Thomas Fricke: Thank you very much for the
invitation. So second talk tomorrow –

Thank you – ähm today. So this is my
background. More or less I do, Kubernetes

security and critical infrastructure,
founded several companies and are now my

main focus is on Kubernetes security. This
this rabbit hole of Kubernetes, if you

look deeper into it, then you should be a
little bit scared, and I want to explain

why. The first approach is the
application, and then the application

normally is run in containers. And the
containers, what is not really well known,

have access to service accounts in
Kubernetes, which is one of the major

flaws in Kubernetes at the moment. If you
take over the service account, it might be

that you can take over a cluster. and if
you can take over a cluster, you might

take over a node and then your entire
cloud service account, Which is the work

of somebody else, I will mention later on
these slides.
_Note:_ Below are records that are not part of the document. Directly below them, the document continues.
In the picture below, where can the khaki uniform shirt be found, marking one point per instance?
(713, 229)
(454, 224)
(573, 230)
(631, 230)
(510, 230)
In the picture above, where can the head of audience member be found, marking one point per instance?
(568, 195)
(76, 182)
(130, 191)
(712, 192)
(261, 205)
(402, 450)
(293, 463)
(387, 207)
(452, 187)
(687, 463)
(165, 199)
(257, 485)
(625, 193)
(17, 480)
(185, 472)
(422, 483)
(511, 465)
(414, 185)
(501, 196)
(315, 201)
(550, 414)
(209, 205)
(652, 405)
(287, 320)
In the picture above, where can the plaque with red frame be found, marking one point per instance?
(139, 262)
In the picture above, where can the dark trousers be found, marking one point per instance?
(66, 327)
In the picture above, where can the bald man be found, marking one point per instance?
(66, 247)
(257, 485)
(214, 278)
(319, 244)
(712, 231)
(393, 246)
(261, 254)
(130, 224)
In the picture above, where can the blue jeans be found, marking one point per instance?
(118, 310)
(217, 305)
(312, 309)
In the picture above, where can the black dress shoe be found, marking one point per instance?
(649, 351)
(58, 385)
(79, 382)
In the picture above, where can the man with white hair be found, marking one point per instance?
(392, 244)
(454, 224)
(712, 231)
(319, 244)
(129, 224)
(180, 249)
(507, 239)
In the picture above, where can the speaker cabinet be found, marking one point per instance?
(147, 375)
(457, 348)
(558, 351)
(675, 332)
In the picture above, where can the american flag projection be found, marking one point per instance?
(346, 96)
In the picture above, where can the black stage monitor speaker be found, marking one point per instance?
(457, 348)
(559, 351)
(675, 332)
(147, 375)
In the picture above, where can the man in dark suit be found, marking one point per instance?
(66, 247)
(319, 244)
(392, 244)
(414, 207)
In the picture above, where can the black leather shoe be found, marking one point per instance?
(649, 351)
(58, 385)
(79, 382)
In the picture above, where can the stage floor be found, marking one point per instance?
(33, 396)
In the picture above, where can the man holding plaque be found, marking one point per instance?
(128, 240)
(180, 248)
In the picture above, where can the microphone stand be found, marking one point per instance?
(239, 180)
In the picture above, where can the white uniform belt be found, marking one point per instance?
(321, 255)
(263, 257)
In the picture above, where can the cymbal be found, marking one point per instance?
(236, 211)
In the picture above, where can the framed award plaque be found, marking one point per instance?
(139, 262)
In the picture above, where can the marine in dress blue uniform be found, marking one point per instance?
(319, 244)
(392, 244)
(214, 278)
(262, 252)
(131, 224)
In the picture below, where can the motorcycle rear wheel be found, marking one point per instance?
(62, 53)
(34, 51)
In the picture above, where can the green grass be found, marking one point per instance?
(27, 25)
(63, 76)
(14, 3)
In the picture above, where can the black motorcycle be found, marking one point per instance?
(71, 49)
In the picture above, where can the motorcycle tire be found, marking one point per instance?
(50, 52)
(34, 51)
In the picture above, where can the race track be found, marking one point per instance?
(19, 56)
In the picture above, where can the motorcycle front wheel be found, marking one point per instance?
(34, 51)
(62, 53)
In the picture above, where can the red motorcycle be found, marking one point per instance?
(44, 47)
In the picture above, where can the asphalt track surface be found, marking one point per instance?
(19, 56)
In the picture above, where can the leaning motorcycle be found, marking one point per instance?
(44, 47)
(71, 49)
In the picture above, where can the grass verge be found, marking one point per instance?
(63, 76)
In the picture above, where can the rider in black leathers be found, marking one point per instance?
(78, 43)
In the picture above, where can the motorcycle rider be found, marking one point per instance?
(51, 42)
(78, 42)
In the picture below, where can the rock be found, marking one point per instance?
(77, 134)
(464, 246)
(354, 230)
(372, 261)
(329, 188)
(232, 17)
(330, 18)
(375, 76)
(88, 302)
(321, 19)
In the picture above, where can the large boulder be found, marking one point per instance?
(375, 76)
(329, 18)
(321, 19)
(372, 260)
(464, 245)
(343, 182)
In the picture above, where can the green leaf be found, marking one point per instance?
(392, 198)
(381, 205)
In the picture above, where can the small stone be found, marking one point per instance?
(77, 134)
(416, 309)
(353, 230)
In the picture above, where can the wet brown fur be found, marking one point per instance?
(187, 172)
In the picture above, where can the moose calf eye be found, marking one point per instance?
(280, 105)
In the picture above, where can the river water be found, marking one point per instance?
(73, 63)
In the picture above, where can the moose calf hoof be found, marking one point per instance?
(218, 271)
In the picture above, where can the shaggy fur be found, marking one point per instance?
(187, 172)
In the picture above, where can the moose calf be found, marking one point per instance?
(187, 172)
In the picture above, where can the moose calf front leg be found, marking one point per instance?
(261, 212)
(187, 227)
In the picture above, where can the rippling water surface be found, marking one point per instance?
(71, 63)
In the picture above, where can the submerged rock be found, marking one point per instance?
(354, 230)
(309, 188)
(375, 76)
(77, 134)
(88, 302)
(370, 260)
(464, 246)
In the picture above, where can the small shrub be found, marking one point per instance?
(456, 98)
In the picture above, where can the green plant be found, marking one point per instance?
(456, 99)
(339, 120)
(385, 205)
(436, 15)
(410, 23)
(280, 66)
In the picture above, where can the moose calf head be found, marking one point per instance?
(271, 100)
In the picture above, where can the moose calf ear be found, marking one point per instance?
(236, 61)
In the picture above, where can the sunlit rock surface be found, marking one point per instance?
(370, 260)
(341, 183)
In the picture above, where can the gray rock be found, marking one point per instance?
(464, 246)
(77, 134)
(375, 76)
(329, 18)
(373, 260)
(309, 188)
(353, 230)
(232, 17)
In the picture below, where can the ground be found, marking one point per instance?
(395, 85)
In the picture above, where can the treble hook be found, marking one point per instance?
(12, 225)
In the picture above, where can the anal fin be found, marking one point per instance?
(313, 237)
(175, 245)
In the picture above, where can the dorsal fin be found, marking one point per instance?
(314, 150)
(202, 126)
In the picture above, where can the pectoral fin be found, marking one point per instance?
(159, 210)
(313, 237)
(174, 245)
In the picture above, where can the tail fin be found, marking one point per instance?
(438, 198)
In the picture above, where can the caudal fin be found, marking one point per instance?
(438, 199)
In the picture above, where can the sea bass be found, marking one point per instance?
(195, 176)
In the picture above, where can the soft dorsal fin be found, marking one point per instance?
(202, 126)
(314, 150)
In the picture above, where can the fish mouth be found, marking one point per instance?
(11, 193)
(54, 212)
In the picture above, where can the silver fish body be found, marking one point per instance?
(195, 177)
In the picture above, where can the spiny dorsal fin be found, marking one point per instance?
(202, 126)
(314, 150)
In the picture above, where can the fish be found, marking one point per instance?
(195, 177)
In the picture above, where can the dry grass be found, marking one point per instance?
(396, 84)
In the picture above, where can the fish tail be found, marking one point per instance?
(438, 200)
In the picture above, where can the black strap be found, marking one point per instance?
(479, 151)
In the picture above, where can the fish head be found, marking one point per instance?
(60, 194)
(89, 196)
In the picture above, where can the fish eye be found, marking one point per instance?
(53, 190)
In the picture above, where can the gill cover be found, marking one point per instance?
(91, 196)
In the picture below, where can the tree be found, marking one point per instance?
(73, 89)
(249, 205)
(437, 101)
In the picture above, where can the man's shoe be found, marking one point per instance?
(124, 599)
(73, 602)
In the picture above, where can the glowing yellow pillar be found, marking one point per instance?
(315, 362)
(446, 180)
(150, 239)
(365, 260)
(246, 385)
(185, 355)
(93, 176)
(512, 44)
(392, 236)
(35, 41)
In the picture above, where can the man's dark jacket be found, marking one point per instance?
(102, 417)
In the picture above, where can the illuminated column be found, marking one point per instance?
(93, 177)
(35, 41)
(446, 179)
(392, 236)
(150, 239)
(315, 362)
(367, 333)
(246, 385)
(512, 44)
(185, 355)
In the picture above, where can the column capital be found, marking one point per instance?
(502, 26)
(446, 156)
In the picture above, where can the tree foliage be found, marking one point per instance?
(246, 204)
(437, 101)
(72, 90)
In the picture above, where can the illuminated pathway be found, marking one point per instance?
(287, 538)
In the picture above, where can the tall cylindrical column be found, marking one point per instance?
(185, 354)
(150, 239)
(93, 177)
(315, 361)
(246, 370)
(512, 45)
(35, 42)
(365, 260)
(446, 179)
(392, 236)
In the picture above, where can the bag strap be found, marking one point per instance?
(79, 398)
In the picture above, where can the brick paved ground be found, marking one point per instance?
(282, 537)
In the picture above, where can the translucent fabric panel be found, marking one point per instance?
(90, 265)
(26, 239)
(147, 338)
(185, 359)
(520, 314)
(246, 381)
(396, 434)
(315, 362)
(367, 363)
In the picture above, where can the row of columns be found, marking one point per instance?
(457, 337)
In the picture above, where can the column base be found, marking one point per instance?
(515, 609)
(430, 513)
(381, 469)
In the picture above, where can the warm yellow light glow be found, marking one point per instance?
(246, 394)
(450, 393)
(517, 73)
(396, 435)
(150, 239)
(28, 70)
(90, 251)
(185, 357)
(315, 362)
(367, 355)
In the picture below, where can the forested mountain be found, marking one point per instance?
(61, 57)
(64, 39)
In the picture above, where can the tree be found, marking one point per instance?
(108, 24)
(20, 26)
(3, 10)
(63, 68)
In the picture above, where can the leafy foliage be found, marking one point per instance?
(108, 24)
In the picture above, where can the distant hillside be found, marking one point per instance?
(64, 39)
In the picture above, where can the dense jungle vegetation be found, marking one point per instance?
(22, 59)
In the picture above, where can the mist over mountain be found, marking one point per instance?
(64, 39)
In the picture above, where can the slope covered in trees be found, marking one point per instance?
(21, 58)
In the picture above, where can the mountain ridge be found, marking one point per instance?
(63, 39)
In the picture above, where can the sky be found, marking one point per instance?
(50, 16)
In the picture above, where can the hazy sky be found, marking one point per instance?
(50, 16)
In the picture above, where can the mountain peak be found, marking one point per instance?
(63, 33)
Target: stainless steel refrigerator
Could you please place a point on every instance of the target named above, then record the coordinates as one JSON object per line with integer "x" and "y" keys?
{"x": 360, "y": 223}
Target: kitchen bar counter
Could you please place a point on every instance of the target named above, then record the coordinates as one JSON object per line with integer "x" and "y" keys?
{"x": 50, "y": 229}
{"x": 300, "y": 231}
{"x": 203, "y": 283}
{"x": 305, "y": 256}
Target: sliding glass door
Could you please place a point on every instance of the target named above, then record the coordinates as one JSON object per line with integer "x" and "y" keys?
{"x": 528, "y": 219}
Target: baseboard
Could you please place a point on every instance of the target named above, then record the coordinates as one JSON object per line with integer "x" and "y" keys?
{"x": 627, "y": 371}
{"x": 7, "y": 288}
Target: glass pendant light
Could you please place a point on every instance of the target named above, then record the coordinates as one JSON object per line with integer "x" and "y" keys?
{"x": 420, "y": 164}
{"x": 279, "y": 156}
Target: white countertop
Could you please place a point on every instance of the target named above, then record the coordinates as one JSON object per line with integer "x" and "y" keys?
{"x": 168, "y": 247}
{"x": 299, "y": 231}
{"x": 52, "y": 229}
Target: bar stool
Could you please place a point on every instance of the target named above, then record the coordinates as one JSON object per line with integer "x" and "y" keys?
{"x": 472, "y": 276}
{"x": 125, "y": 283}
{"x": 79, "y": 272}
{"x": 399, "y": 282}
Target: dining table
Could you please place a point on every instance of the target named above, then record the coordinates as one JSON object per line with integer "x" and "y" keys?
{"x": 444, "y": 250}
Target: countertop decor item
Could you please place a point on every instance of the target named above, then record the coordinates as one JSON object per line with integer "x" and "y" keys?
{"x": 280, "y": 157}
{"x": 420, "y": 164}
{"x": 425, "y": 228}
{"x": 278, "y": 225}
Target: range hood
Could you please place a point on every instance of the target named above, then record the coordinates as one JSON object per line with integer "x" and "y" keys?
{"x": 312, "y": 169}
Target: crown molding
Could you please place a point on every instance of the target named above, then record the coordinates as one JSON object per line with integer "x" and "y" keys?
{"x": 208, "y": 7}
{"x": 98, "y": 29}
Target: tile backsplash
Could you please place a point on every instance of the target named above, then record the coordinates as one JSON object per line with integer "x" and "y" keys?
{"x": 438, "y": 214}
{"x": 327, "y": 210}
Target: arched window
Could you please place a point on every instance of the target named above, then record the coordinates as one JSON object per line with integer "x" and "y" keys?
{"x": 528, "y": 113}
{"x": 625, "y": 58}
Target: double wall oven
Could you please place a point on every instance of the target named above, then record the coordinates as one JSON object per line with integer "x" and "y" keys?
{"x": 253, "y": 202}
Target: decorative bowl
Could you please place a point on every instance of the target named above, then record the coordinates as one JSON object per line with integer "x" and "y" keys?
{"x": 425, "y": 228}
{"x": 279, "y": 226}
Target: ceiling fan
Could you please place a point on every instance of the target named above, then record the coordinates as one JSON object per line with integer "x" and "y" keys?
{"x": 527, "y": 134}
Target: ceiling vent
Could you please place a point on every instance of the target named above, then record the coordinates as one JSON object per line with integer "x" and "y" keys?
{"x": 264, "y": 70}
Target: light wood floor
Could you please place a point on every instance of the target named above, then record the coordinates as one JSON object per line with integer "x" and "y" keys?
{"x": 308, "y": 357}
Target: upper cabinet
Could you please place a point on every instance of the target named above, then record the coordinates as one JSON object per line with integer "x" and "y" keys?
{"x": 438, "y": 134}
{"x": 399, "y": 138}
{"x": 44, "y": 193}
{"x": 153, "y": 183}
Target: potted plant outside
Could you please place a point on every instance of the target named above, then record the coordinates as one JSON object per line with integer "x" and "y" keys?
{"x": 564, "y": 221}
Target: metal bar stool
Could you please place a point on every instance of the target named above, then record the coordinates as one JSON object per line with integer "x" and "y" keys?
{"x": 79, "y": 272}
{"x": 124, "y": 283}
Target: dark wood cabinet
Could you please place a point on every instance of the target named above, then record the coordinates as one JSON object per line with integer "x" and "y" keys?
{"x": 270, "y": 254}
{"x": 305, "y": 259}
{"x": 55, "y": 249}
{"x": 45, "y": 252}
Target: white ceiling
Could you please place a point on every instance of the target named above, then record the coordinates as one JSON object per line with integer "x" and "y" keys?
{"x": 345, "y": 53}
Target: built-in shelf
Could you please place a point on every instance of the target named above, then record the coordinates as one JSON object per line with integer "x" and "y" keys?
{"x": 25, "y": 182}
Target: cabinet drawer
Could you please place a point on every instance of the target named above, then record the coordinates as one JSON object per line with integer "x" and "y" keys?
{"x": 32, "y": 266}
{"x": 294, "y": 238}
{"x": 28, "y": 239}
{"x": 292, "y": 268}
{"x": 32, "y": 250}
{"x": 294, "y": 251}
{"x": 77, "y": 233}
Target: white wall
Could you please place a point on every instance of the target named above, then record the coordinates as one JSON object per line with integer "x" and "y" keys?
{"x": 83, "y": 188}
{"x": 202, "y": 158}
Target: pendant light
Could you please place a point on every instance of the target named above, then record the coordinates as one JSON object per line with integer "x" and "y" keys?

So let's look what happens:

So, the target is I have an application
exposed to the internet, and I want to own

the entire cluster from outside.
Application might be vulnerable. Examples?

Yeah, lots of them. One example I want to
present is imagetragick, who normally

should not do eval or exec statements in
any framework – should be PHP, NodeJS, or

any other framework – and execute commands
in the context of your application,

because something can go wrong and
developers are responsible for this. Let's

see how it looks like: This is the attack
model based on an attack. I thought it was

old and has been fixed in 2016, but now
there was a new overview by Emil Lerner,

who again showed, yes, you can, in current
versions of ImageMagick, exploit this

attack. So, it works. ImageMagick is for
uploading images, so you convert the image

in a different format, scale the size, and
then if you do something wrong in this

image, you can own the entire container.
This also works for non containerized

applications if you have a server running
something with ImageMagick on it. Please

be careful. OK. If we have mastered this
step, the next step is, yes, we want

access to the service account. And this is
by default enabled in Kubernetes: So, you

have a Kubernetes design flaw because your
service account is exposed to the

container where the application runs it.
The next step of an attacker is

installation of additional software. So,
you want to take over. You need a curl or

kubectl or chmod, and then you are owner
of the service account and can actually do

commands by uploading pictures in
ImageTragick. So responsible for this flaw

is the image creator. Let's see what else
can happen. To get total control, you also

need role-binding to a cluster-admin role.
This is not enabled by default, but the

internet is always good for bad advice. So
if you copy the installation requirements

or recommendations from the internet,
somebody else might take over the entire

cluster. Let's look deeper into it: Worst
practice here is what you can see in the

elastic installation recommendation: They
just mentioned they have a newer version,

but they use the cluster admin permissions
here to install ElasticSearch in your

Kubernetes cluster. So they recommend it
and a lot of other applications also have

this – which is a little bit outdated, but
it's quite common – in the installation

requirements. Never, ever do this, please.
It also can come with Helm Charts, so you

have Helm Charts where the cluster-admin
role is included. Here you see it, it was

in Apache Heron, which is an Apache
project, and it uses the cluster-admin

role, so by a helm install you might be
affected by this flaw to. So with these

four steps, which effectively are three
steps, you have a cluster application

exposed, and through that path, you can
take over the entire cluster from the

outside, and do anything what the cluster-
admin world can do. Effectively, is this

cluster-admin role-binding is like a
doormat attack, so you have the best

cryptography, the most expensive locks on
one side and then you put the lock under

the doormat or under the flower at the
door or something like that. This is

something which is, not really, what you
want. I can do an example walkthrough

which shows how it goes. So, I've
published all my trainings notebooks on

GitHub. Here's the way you can build this
out-dated ImageTragick version in

OpenShift. So, I use CRC, which is the
code-ready container version. It's based

on the ImageTragick proof of concept by
Mike Williams. And here you run and create

a vulnerable image. A little bit lengthy.
It's compiled inside and so on. So, don't

get a full Version. Which is the reason
why I don't show it here, but effectively

at the end, you have a vulnerable
application in a container internal and in

OpenShift. And that's exactly what we need
to run the application. Here is the

exploit. And the exploit starts with the
deployment of this container, which is

standard Kubernetes. Here "oc" is like
kubesctl. So, you get an overview.

Additionally, in OpenShift, you have a
very simple version of creating a root,

which is connected to a hostname, and then
you can upload it by using that hostname.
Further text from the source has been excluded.